Kansas Legal Services Statement On Racial Justice, June, 2020
Lawyers, as gatekeepers of the justice system, have a special obligation to seek justice. This is part of the reason we have a moral obligation to condemn racism in all its forms, including the clear misconduct by the police officers who killed George Floyd.
At Kansas Legal Services, we spend every day pushing the justice system to recognize the humanity of some of the most vulnerable Kansans - many of them Black.
It is clear to us that systemic racism is a feature and not a defect of our institutions. As a country, we cannot escape our past. A Constitution that counted Black Americans as 3/5 of a whole person, 250 years of human chattel, 60 years of Jim Crow, 35 years of redlining, 30 years of a War on Drugs targeted on poor, minority communities. This is who we are, but it is not who we have to be.

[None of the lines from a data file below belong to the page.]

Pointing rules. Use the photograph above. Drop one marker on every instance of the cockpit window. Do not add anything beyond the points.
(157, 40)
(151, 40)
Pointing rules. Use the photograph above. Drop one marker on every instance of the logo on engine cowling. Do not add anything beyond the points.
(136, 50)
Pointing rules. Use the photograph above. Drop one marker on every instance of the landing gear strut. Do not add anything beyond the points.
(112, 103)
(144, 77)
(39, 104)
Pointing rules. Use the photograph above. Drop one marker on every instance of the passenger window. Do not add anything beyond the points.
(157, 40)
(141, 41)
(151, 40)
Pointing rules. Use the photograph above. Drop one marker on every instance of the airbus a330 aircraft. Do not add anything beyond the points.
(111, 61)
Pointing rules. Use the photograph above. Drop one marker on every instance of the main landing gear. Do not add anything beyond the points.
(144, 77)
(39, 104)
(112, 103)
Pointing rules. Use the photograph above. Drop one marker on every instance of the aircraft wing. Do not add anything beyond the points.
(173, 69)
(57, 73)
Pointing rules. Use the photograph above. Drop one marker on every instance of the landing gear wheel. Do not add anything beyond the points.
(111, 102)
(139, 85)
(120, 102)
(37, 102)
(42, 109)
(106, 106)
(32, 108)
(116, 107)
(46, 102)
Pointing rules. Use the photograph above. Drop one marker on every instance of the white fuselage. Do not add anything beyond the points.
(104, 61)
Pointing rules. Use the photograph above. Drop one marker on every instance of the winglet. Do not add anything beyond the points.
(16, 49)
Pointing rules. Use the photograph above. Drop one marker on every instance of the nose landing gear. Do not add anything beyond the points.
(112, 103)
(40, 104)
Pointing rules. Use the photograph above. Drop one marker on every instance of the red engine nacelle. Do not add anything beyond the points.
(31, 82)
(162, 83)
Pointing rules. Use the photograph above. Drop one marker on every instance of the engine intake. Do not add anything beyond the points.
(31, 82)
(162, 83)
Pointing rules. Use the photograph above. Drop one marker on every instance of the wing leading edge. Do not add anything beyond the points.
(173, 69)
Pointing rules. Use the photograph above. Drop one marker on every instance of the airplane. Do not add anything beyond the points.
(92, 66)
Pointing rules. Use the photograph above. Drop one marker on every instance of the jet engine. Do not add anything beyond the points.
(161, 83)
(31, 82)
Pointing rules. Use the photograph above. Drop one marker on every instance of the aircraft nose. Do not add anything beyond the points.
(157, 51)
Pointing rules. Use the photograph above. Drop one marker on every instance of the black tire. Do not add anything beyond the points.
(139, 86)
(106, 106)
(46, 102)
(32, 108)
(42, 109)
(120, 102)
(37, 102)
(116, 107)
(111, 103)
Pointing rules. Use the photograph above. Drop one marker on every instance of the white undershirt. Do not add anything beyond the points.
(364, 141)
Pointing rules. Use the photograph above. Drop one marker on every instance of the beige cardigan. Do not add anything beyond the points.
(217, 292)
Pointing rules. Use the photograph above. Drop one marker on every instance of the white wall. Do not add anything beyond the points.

We will dedicate our legal resources to forcing the arc of the moral universe closer to justice because Black Lives Matter. What will you do?
Many resources are available to better educate ourselves on these issues. Among those that most specifically apply to those in the legal community, may we suggest:
- View the film “Just Mercy.” It is available for free streaming through June.
Viewers can watch the movie on multiple platforms, including YouTube, Google Play and Amazon. This movie, based on a case handled by lawyer Brian Stevenson, tells the story of his attempts to overturn the wrongful conviction of Walter McMillian, a man who spent six years on death row. Confronting the racism in Monroeville, Alabama that led to this verdict provides an education on this issue that is most relevant today.
- Learn more about implicit bias and complete an implicit bias assessment.
You can do that through resources available from the American Bar Association in a tool kit, based on the implicit bias assessments now hosted by Project Implicit, a collaboration of researchers interested in implicit social cognition and "hidden" biases.
- Do some reading in this area. Search out the term white privilege as a starting point. Read or listen to people you don't regularly "hear,” whether they be friends and family or others speaking in this community.